In [0]:
# Student Name: Haotian Gong
# Analytics Goal: My goal is to provide customized game recommendation.
# ML Model and Algorithm: 
#I am using ALS (alternative least squares) model to implement 
# collaborative filtering on user-item pairs, and recommend 10 games
# for each validation users.


In [0]:
from pyspark.sql import SparkSession
from pyspark.sql.types import *
from pyspark.sql.functions import *

from time import time

from pyspark.ml.feature import StringIndexer
from pyspark.ml.evaluation import RegressionEvaluator
from pyspark.ml.evaluation import BinaryClassificationEvaluator
from pyspark.ml.recommendation import ALS


In [0]:
spark = SparkSession.builder.config("spark.jars.packages", "org.mongodb.spark:mongo-spark-connector_2.12:3.0.1")\
                            .config("spark.network.timeout", "36000000000s")\
                            .config("spark.executor.heartbeatInterval", "36000000000s")\
                            .config('spark.driver.maxResultSize','32g')\
                            .config('spark.default.parallelism', 8)\
                            .config('spark.sql.shuffle.partitions',8)\
                            .config('spark.driver.memory', '32g')\
                            .config('spark.kryoserializer.buffer.max', '2047m')\
                            .appName("Haotian_model")\
                            .getOrCreate()

In [0]:
database = 'steam'
collection = 'steam'
user_name = 'haotian'
password = 'haotian'
address = 'gogogo.chu66.mongodb.net'
connection_string = f"mongodb+srv://{user_name}:{password}@{address}/{database}.{collection}"

In [0]:
df = spark.read.format("mongo").option("uri",connection_string).load()

In [0]:
df.printSchema()

In [0]:
# 1. Select two features: UserID, GameID, and lebel: voted_up (explicit rating)
df_rating = df[['steamid', 'appid', 'voted_up']]

In [0]:
df_rating.count()

In [0]:
# 2. delete duplicated UserID and GameID pairs
df_rating = df_rating.distinct()

In [0]:
df_rating.count()

In [0]:
# 3. Delete games which have fewer than 100 user ratings;
   # delete users who rated less than 10 games.
small_app_df = df_rating.groupby('appid').count().orderBy('count')
small_app = small_app_df.filter("count < 100").select('appid')
df_rating_no_small_app = df_rating.join(small_app, "appid", "left_anti")

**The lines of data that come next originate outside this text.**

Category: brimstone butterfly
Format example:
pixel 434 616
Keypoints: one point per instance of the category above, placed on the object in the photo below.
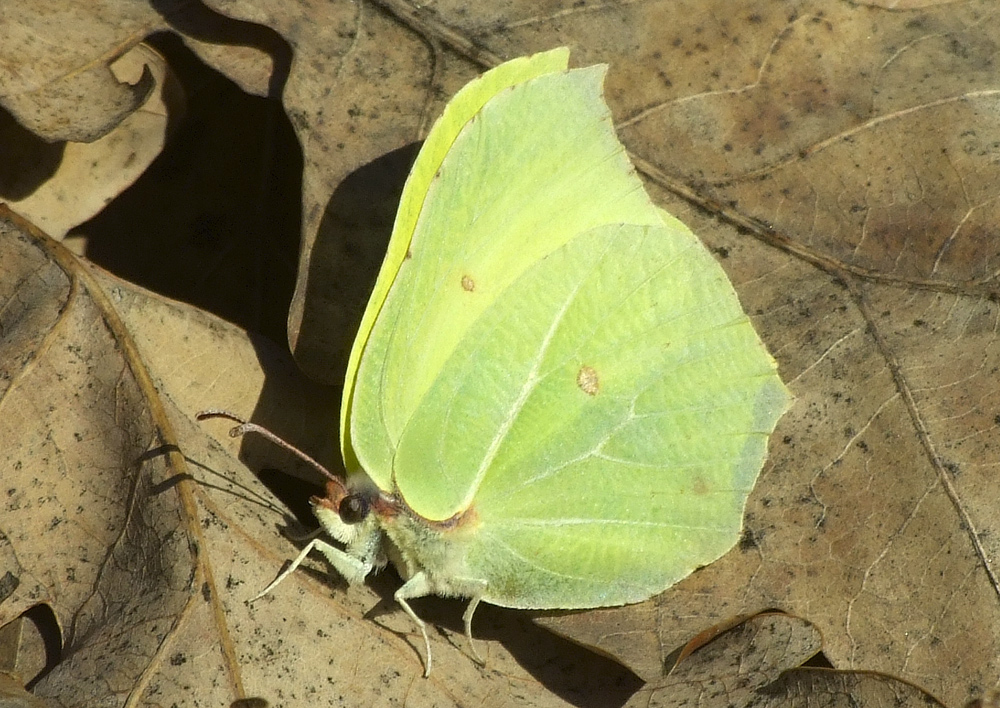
pixel 554 399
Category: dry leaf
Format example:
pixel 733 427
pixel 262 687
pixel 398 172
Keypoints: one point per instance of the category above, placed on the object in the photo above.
pixel 841 161
pixel 756 663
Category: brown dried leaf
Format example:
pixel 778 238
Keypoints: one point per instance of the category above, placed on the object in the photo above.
pixel 756 664
pixel 149 559
pixel 842 162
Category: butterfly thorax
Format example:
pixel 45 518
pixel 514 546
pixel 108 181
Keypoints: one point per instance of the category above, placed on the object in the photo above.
pixel 438 549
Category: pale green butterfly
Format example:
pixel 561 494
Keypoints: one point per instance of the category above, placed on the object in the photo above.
pixel 554 399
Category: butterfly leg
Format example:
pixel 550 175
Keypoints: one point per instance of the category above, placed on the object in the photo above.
pixel 416 586
pixel 351 568
pixel 420 586
pixel 467 618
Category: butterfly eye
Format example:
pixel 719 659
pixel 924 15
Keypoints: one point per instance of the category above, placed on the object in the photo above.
pixel 354 509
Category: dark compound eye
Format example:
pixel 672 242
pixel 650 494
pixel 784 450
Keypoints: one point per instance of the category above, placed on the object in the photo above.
pixel 354 509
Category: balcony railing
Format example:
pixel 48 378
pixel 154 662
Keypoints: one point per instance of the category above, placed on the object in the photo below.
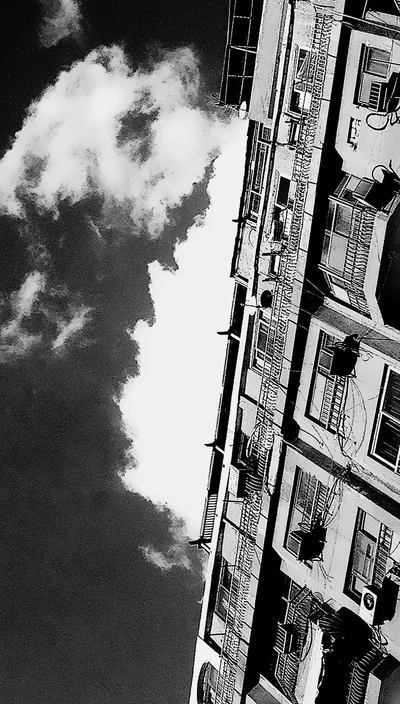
pixel 264 432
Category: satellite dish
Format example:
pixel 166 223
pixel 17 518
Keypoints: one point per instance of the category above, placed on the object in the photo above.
pixel 243 110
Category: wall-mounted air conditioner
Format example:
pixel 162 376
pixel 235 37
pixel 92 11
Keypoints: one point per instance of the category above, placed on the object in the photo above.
pixel 369 604
pixel 237 480
pixel 287 638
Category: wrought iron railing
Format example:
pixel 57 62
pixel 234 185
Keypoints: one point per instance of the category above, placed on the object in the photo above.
pixel 264 433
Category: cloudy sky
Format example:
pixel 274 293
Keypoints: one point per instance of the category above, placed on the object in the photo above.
pixel 118 185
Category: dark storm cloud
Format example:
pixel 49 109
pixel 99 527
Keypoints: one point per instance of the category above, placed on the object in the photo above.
pixel 85 620
pixel 78 597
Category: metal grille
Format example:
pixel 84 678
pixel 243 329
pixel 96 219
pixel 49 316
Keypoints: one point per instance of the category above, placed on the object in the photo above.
pixel 264 434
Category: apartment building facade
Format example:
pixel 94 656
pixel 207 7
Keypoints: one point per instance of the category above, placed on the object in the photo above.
pixel 302 514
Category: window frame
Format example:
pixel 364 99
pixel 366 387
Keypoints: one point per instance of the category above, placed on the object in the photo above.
pixel 309 513
pixel 259 353
pixel 362 534
pixel 223 590
pixel 332 234
pixel 299 100
pixel 372 79
pixel 380 412
pixel 337 386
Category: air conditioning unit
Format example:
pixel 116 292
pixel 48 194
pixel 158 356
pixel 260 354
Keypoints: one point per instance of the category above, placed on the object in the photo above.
pixel 287 638
pixel 369 605
pixel 307 545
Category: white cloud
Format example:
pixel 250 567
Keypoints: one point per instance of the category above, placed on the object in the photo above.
pixel 170 409
pixel 15 340
pixel 136 139
pixel 62 18
pixel 69 328
pixel 35 297
pixel 177 555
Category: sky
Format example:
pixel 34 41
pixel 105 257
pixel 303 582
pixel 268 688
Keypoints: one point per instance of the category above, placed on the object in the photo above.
pixel 118 185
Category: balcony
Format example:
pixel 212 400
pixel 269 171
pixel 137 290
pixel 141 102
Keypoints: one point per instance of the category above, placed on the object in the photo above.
pixel 359 247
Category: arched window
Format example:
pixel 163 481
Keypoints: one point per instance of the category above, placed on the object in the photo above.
pixel 207 684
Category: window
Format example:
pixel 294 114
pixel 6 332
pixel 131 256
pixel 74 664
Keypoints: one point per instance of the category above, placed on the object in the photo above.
pixel 301 93
pixel 254 206
pixel 386 442
pixel 354 132
pixel 294 130
pixel 207 684
pixel 325 403
pixel 264 133
pixel 261 341
pixel 371 549
pixel 283 191
pixel 308 504
pixel 259 167
pixel 374 68
pixel 339 289
pixel 224 588
pixel 352 188
pixel 337 230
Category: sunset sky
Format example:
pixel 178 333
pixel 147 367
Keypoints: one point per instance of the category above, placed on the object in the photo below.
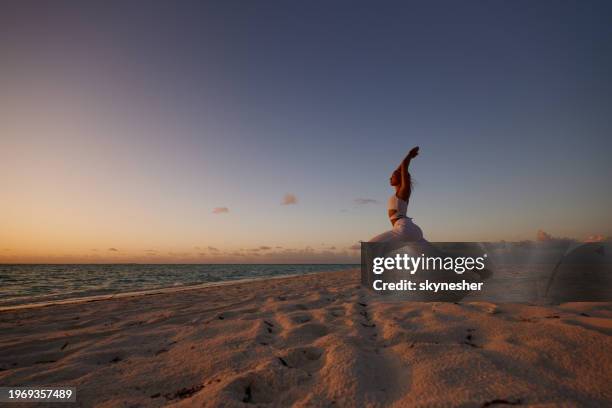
pixel 234 131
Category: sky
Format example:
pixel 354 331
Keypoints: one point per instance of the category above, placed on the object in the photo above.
pixel 267 131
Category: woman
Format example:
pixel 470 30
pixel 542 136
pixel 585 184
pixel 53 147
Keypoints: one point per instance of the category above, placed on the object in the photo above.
pixel 404 230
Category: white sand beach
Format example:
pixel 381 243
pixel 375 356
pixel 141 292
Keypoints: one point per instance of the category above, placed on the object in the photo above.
pixel 316 340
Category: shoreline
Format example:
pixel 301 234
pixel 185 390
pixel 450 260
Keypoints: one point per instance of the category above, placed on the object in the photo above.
pixel 147 292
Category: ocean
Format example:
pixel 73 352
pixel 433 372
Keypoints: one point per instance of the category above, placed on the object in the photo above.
pixel 24 284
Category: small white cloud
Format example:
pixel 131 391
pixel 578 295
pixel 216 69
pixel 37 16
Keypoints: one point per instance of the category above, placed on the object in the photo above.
pixel 365 201
pixel 289 199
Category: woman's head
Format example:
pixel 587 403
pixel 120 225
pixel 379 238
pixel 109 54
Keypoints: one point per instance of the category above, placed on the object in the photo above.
pixel 396 178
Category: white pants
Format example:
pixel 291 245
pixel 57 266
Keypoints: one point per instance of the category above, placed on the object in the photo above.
pixel 404 230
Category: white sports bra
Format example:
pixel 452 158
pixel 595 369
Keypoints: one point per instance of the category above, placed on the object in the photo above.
pixel 399 205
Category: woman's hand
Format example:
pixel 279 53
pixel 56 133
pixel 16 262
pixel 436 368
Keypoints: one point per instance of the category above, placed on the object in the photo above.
pixel 414 152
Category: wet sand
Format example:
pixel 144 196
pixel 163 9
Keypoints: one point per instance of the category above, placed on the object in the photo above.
pixel 315 340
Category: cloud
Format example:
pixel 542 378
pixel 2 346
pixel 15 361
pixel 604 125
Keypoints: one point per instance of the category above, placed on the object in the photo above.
pixel 596 238
pixel 365 201
pixel 542 236
pixel 356 247
pixel 289 199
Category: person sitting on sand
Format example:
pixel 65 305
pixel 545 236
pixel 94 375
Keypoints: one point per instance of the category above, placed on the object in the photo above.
pixel 404 230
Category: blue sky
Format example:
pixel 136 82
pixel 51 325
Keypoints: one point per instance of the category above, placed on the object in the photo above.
pixel 129 123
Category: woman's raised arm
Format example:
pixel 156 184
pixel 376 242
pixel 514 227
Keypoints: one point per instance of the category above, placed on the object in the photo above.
pixel 406 185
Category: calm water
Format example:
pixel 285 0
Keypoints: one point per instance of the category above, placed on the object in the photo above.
pixel 21 284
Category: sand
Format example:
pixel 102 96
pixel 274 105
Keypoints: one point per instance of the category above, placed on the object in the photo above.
pixel 317 340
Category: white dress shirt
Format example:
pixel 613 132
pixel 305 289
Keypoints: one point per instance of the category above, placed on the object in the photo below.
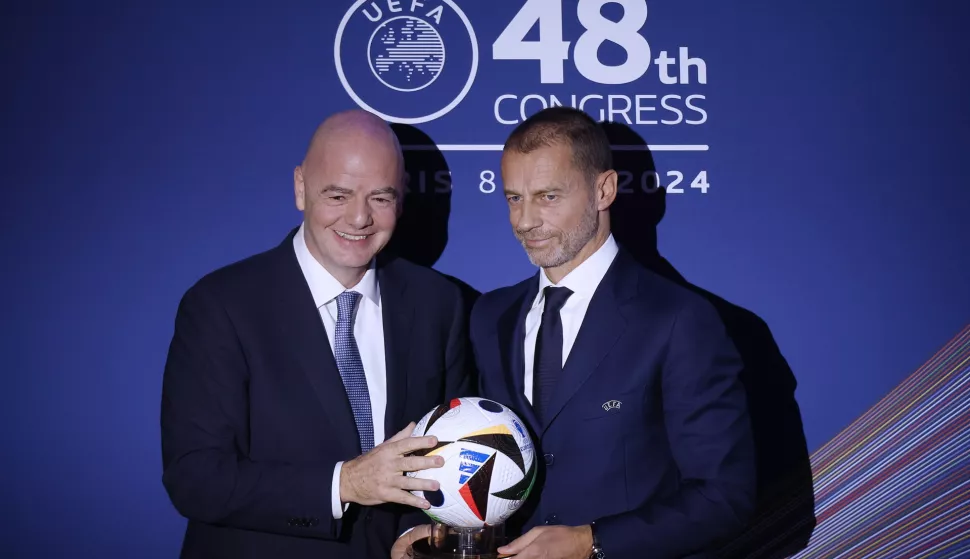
pixel 582 281
pixel 368 333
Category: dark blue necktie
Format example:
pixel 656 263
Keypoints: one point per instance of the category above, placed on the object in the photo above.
pixel 352 368
pixel 548 358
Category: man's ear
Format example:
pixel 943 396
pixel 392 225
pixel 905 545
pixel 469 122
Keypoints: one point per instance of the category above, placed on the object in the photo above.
pixel 299 188
pixel 606 188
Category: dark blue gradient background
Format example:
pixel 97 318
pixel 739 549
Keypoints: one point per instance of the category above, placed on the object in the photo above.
pixel 145 144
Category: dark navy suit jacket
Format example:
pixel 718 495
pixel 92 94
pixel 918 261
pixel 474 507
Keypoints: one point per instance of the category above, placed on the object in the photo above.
pixel 254 413
pixel 650 435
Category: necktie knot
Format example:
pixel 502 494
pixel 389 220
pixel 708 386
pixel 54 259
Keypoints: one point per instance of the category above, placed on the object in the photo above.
pixel 346 303
pixel 555 298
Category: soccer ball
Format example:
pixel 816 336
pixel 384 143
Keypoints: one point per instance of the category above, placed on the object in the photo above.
pixel 490 463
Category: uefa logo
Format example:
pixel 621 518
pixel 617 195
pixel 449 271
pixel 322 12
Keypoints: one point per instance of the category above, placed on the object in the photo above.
pixel 407 61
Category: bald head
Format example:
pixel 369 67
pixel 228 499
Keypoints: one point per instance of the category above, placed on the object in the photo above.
pixel 350 135
pixel 350 188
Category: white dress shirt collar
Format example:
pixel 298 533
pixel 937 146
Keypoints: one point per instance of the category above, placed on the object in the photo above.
pixel 585 278
pixel 323 285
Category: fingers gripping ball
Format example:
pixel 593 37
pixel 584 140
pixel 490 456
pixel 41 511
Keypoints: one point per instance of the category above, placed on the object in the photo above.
pixel 490 462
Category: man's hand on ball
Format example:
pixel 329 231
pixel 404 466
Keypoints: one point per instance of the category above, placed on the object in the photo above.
pixel 376 476
pixel 552 542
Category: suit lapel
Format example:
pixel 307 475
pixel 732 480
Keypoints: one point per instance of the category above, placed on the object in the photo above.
pixel 602 326
pixel 300 321
pixel 511 332
pixel 398 313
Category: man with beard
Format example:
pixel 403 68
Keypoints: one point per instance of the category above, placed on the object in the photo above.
pixel 628 382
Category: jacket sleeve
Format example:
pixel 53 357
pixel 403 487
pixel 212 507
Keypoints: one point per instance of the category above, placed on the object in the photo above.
pixel 204 427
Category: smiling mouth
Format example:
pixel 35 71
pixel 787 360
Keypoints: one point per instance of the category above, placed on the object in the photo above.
pixel 534 242
pixel 350 237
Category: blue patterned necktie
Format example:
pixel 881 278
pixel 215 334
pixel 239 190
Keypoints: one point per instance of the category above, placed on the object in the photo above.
pixel 547 369
pixel 352 368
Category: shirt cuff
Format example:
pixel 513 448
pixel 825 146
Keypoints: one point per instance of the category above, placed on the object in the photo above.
pixel 336 507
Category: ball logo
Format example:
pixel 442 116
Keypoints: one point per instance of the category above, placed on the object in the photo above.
pixel 408 61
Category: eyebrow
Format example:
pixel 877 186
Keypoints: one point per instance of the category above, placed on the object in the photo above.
pixel 547 190
pixel 387 190
pixel 337 189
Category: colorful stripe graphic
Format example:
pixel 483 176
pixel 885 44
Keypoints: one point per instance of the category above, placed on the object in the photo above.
pixel 896 482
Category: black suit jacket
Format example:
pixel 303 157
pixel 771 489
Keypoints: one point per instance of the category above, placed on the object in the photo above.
pixel 254 414
pixel 648 432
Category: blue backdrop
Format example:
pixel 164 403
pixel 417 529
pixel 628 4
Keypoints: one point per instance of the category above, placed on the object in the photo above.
pixel 819 147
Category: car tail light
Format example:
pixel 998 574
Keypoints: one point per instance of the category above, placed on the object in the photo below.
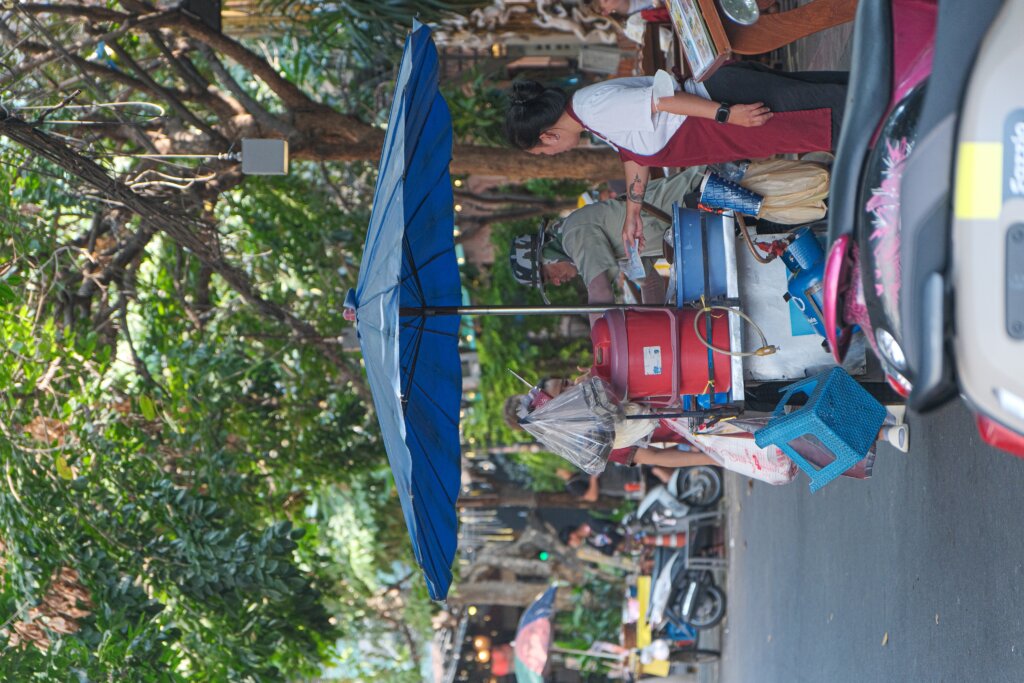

small_id_df = df_rating.groupby('steamid').count().orderBy('count')
small_id = small_id_df.filter("count < 10").select('steamid')
df_rating_no_small_app_id = df_rating_no_small_app.join(small_id, "steamid", "left_anti")

In [0]:
# Cache data, run 2 minutes for preprocessing
df_rating_no_small_app_id.cache().show()

In [0]:
# 150 millions of rows that will be used for our model
df_rating_no_small_app_id.count()

In [0]:
df_rating_no_small_app_id.printSchema()

In [0]:
df_rating_no_small_app_id2 = df_rating_no_small_app_id.na.drop("any")

In [0]:
df_rating_no_small_app_id2 = df_rating_no_small_app_id2.withColumn("steamid", col("steamid").cast(StringType()))\
                                                       .withColumn("appid", col("appid").cast(StringType()))

In [0]:
# 4. Encode UserID and GameID, so the range is shrinked.
def indexStringColumns(df, cols):
    # variable newdf will be updated several times
    newdf = df
    
    for c in cols:
        # For each given colum, fits StringIndexerModel.
        si = StringIndexer(inputCol=c, outputCol=c+"-num")
        sm = si.fit(newdf)
        
        # Creates a DataFame by putting the transformed values in the new colum with suffix "-num" 
        # and then drops the original columns.
        # and drop the "-num" suffix. 
        newdf = sm.transform(newdf).drop(c)
        newdf = newdf.withColumnRenamed(c+"-num", c)
    return newdf
 
df_rating2 = indexStringColumns(df_rating_no_small_app_id2, ['steamid', 'appid'])

In [0]:
df_rating2.printSchema()

In [0]:
# 5. Change data type for all three columns to interger, as the ALS model
    # only accept interger values for now.
df_rating2 = df_rating2.withColumn("steamid", col("steamid").cast(IntegerType()))\
                       .withColumn("appid", col("appid").cast(IntegerType()))\
                       .withColumn("voted_up", col("voted_up").cast(IntegerType()))

In [0]:
# Change lable name to rating.
df_rating2 = df_rating2.withColumnRenamed('voted_up', 'rating')

In [0]:
# 6. training, test split
(df_training, df_test) = df_rating2.randomSplit([0.8, 0.2])

In [0]:
# 7. Model training, using 13 seconds.
start = time()
als = ALS(maxIter=5, regParam=0.01, userCol="steamid", 
          itemCol="appid", ratingCol="rating")
model = als.fit(df_training)

print("second ", time() - start)

In [0]:
# 8. Evaluate the model by computing the RMSE on the test data
predictions = model.transform(df_test)
predictions = predictions.na.drop()

In [0]:
evaluator = RegressionEvaluator(metricName="rmse", labelCol="rating",
                                predictionCol="prediction")
rmse = evaluator.evaluate(predictions)
print("Root-mean-square error = " + str(rmse))

# Based on a rule of thumb, it can be said that RMSE values 
# between 0.2 and 0.5 shows that the model can relatively predict the data accurately.

In [0]:
# 9. Generate top 10 item recommendations for each user
userRecs = model.recommendForAllUsers(10)

In [0]:
userRecs.show()